Al mattino il borgo troverà solo una barca abbandonata alla deriva , davvero il resto è silenzio , tanto per citare il Bardo.

Inutile appendice il gesto disperato di Ellen , anche se ripeto la Sorensen é in stato di grazia.

Teatro con molti vuoti nonostante il richiamo dello startenor , forse per molti qui si è trattato di un primo contatto con un’opera ormai non più tanto moderna , anche se riflettevo che manca poco al secolo dal primo ascolto!

Non avevo visto purtroppo  l’allestimento di Vienna , di questo mi dicono sia  già  migliore di quello.

Io credo che Jonas Kaufmann abbia diritto ad una messinscena ancora più puntuale , il ruolo è per lui un viatico futuro sicuro , ne ha già fatto un suo capolavoro e non mi resta che dire di nuovo :  grazie Jonas.

Verso Monaco

Il mio primo incontro con Peter  Grimes di Britten  lo devo a sir Tony Pappano , si inaugurava la stagione di Santa Cecilia ed era dato ovviamente in forma di concerto.

Nonostante la difficoltà di capire molti passaggi , la minima drammaturgia comunque era sconvolgente , la folla dei personaggi notevole e la presenza di un delizioso ragazzino inglese mi aveva fatto capire che stavo ascoltando un capolavoro.

Poi , nel tempo del lockdown ho avuto la fortuna di imbattermi in tv in un allestimento bellissimo e del quale avevo poi parlato sul blog.
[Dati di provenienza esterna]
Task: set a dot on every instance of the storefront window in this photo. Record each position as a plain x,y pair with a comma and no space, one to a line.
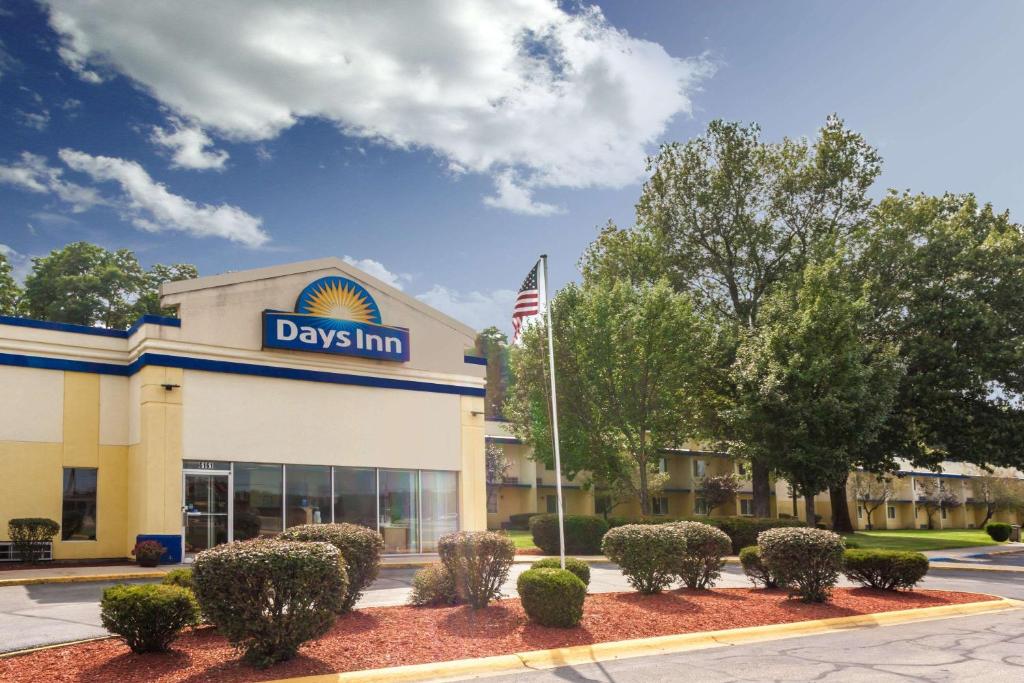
307,497
79,509
398,511
439,493
355,496
257,500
Si svolgeva sulla spiaggia di Aldeburgh , il paese dove Britten lo aveva scritto e quella rappresentazione così realistica : le barche sulla riva del mare , il vento che scompigliava gli abiti degli abitanti del paese e quel Peter quasi annullato nella folla molto inglese mi aveva convinto ancora di più della bellezza dell’opera .

Avevo infatti programmato di andare a Vienna ma il covid era ancora molto fra noi e alla fine , con rammarico , avevo rinunciato.

Da quello che sto già leggendo della messinscena di Monaco capisco quanto sia sconvolgente l’interpretazione di Kaufmann , ma ancora una volta ho l’impressione che sia veramente difficile , registicamente affrontare un testo comunque così scabroso.

Tra pochi giorni finalmente potrò vedere Jonas alle prese con un personaggio complesso e difficile , ne avevamo anche parlato quando lui è venuto ad Ancona .

Il suo approccio al personaggio mi pare estremamente corretto , infatti lo affronta sapendo di trovarsi davanti un uomo difficile , forse anche menomato da qualche problema psicologico , invece mi pare del tutto fuori posto l’idea di omosessualità strisciante che da quanto ho capito la regia sembra indicare.

Bisogna ricordare che Britten aveva scritto l’opera per il suo compagno Peter Pers e sarei propensa ad escludere una simile idea nelle sue intenzioni di  autore.

Ma ci sarebbe ancora tanto da dire, lo farò meglio a ragion veduta la prossima settimana  quando ,spero , arriverò nella mia amata Monaco dalla quale manco da più di un anno.